Mexican Peso technical outlook: USD/MXN drops below 20.30 on Peso’s strength

The USD/MXN uptrend remains intact, although the exotic pair fell below 20.50. Momentum shows that bears are in charge, as depicted by the Relative Strength Index (RSI) aiming toward its neutral line.

If USD/MXN drops below the November 19 low of 20.06, the next stop would be 20.00. On further weakness, the exotic pair will test the 50-day Simple Moving Average (SMA) at 19.97. A breach of the latter will expose the 100-day SMA at 19.61 before the psychological 19.00 figure.

On the other hand, if USD/MXN reclaims 20.50, the next resistance would be the year-to-date peak at 20.82. If surpassed, the next stop would be 21.00, ahead of the March 8, 2022 peak at 21.46, followed by the November 26, 2021 high at 22.15.

Banxico FAQs

The Bank of Mexico, also known as Banxico, is the country’s central bank. Its mission is to preserve the value of Mexico’s currency, the Mexican Peso (MXN), and to set the monetary policy. To this end, its main objective is to maintain low and stable inflation within target levels – at or close to its target of 3%, the midpoint in a tolerance band of between 2% and 4%.

The main tool of the Banxico to guide monetary policy is by setting interest rates.
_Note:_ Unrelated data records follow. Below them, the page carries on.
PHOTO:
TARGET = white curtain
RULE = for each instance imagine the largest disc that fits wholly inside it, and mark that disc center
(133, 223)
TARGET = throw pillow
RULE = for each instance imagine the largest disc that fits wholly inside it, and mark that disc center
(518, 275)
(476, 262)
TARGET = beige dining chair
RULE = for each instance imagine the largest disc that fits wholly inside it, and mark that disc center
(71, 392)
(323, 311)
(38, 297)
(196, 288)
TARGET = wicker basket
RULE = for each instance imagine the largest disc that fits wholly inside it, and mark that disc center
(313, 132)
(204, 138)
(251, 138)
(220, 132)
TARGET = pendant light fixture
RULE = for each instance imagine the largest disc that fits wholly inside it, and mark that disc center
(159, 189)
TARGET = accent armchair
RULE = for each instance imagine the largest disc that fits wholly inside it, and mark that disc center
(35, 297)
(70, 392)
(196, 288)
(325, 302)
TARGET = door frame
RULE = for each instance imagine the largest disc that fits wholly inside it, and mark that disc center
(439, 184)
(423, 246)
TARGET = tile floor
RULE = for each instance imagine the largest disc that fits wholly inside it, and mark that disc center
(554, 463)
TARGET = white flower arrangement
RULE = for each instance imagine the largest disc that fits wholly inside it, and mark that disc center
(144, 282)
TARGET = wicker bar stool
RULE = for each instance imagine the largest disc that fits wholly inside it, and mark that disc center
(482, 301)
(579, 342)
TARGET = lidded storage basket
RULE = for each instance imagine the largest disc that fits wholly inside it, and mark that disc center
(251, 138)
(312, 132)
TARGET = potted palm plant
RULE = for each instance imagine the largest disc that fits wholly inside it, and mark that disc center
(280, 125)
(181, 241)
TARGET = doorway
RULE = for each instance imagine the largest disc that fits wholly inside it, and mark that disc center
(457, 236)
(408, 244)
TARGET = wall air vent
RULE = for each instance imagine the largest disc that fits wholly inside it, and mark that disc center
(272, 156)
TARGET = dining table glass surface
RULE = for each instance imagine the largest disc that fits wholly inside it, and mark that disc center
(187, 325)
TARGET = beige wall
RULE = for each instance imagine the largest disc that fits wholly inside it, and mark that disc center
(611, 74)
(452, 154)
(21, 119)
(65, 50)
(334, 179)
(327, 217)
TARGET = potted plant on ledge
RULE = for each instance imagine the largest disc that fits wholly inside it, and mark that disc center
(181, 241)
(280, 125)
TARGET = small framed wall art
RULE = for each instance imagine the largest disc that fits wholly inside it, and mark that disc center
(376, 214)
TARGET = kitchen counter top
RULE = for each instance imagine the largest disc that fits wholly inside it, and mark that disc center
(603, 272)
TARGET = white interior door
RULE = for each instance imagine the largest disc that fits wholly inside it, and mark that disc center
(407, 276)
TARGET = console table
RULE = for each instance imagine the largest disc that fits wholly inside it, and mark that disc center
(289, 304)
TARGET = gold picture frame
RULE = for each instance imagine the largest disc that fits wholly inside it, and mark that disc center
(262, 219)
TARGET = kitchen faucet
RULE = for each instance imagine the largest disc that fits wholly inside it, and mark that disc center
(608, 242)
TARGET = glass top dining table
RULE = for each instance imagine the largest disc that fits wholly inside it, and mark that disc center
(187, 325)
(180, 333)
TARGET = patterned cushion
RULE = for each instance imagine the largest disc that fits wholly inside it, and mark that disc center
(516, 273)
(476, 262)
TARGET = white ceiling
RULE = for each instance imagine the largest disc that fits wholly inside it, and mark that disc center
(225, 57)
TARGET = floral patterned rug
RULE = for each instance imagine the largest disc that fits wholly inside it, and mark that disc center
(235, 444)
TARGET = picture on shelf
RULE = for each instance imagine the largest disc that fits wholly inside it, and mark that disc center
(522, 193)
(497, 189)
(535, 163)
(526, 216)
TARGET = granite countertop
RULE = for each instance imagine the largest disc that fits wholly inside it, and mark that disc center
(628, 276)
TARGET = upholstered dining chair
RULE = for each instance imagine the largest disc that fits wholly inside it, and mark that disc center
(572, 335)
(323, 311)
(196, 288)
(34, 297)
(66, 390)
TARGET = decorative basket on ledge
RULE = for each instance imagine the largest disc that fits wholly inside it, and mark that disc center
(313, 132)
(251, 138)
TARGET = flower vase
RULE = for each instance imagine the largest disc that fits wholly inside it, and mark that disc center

When inflation is above target, the bank will attempt to tame it by raising rates, making it more expensive for households and businesses to borrow money and thus cooling the economy. Higher interest rates are generally positive for the Mexican Peso (MXN) as they lead to higher yields, making the country a more attractive place for investors. On the contrary, lower interest rates tend to weaken MXN. The rate differential with the USD, or how the Banxico is expected to set interest rates compared with the US Federal Reserve (Fed), is a key factor.

Banxico meets eight times a year, and its monetary policy is greatly influenced by decisions of the US Federal Reserve (Fed). Therefore, the central bank’s decision-making committee usually gathers a week after the Fed. In doing so, Banxico reacts and sometimes anticipates monetary policy measures set by the Federal Reserve. For example, after the Covid-19 pandemic, before the Fed raised rates, Banxico did it first in an attempt to diminish the chances of a substantial depreciation of the Mexican Peso (MXN) and to prevent capital outflows that could destabilize the country.